A fellow I know was ridding himself of old textbooks. As instructor at a technical college, he had three stacks of computer books next to his office divider, stacked four feet high.
I like getting old books, because they contain snippets of history. They're also interesting, because they are written from a point of view that seemed valid at the time. (Try this for an exercise: read Newsweek magazine from during the second world war.)
This stack of books has titles like "Learning AutoCAD Release 9" and "Programming VBA 2005." The one I picked out was a hardcover text titled, "Foundations of Computer-Aided Design" by Chinyere Onwubiko of Ohio State University. Copywritten in 1989, it was probably written in the 1987-988 time frame.
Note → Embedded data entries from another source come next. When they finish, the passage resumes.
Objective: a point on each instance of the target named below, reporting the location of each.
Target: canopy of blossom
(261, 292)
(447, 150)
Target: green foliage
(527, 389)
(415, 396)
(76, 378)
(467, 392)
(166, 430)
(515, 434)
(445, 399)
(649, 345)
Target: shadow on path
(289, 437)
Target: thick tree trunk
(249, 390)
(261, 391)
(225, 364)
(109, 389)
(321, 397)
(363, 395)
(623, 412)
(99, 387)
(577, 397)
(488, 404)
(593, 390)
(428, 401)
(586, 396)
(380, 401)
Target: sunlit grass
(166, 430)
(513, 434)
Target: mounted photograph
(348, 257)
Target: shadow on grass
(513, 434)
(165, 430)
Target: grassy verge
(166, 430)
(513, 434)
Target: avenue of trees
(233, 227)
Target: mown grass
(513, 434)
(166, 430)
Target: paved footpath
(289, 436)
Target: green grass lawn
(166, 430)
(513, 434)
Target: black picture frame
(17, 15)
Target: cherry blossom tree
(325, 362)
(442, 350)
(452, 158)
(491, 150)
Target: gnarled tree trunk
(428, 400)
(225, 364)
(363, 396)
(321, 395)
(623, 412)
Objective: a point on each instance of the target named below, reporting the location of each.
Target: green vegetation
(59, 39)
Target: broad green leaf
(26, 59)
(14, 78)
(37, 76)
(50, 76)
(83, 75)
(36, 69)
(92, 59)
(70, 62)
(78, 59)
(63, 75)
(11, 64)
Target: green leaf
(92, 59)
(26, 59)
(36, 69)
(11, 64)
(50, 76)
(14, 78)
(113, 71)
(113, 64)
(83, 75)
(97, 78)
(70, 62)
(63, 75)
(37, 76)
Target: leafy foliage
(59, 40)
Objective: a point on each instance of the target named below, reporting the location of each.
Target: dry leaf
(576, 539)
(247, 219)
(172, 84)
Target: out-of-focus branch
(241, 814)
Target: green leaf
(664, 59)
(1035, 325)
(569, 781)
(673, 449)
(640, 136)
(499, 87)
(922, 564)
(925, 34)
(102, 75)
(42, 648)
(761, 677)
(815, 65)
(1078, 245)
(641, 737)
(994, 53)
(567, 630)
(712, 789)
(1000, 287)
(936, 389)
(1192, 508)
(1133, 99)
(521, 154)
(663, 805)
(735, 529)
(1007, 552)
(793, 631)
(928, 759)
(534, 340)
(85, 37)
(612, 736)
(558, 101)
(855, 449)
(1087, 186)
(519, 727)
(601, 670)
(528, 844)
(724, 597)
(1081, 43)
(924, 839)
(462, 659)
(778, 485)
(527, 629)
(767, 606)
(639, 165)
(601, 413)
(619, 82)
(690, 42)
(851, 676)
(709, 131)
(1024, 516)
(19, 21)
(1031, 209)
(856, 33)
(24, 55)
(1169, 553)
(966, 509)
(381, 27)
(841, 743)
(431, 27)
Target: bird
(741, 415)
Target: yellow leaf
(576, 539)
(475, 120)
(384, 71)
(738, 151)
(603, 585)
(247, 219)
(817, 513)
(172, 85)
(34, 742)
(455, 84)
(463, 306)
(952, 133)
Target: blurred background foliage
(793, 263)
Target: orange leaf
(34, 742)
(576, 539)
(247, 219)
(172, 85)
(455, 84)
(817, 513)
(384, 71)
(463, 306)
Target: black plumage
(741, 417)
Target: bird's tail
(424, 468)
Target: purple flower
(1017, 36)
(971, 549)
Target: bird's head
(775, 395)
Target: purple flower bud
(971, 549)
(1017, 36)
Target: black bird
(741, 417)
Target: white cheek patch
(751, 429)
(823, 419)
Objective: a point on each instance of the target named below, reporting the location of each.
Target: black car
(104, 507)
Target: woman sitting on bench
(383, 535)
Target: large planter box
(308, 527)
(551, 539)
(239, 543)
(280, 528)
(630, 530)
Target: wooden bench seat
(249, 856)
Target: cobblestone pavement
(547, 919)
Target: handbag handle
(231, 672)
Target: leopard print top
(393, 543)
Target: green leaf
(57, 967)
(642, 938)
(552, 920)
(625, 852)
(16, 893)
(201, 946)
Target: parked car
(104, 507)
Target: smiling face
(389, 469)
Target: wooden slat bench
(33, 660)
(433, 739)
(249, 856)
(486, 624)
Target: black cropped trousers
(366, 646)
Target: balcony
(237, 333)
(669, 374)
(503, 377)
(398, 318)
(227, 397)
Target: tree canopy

This book is not about learning how to use CAD commands. It's how to write your own CAD program. It contains programming code for manipulating and sorting vector entities -- all written in BASIC. These are some of the subjects it covers:
- geometric transformations
- parametric curves
- multivariable optimization
- finite element methods
- solid modeling systems
The book begins with the then-mandatory introduction to CAD hardware systems, including technical explanations of several kinds of CRT (cathode ray tube monitor) systems. Most of the photos are credited to Computervision. The text mentions several PC-CAD systems, including AutoCAD and one I hadn't heard of before: SuperCAD.
The author makes this prediction: "It is projected that in the future, 90% of CAD activities will be accomplished on the PC-CAD systems" (p. 32).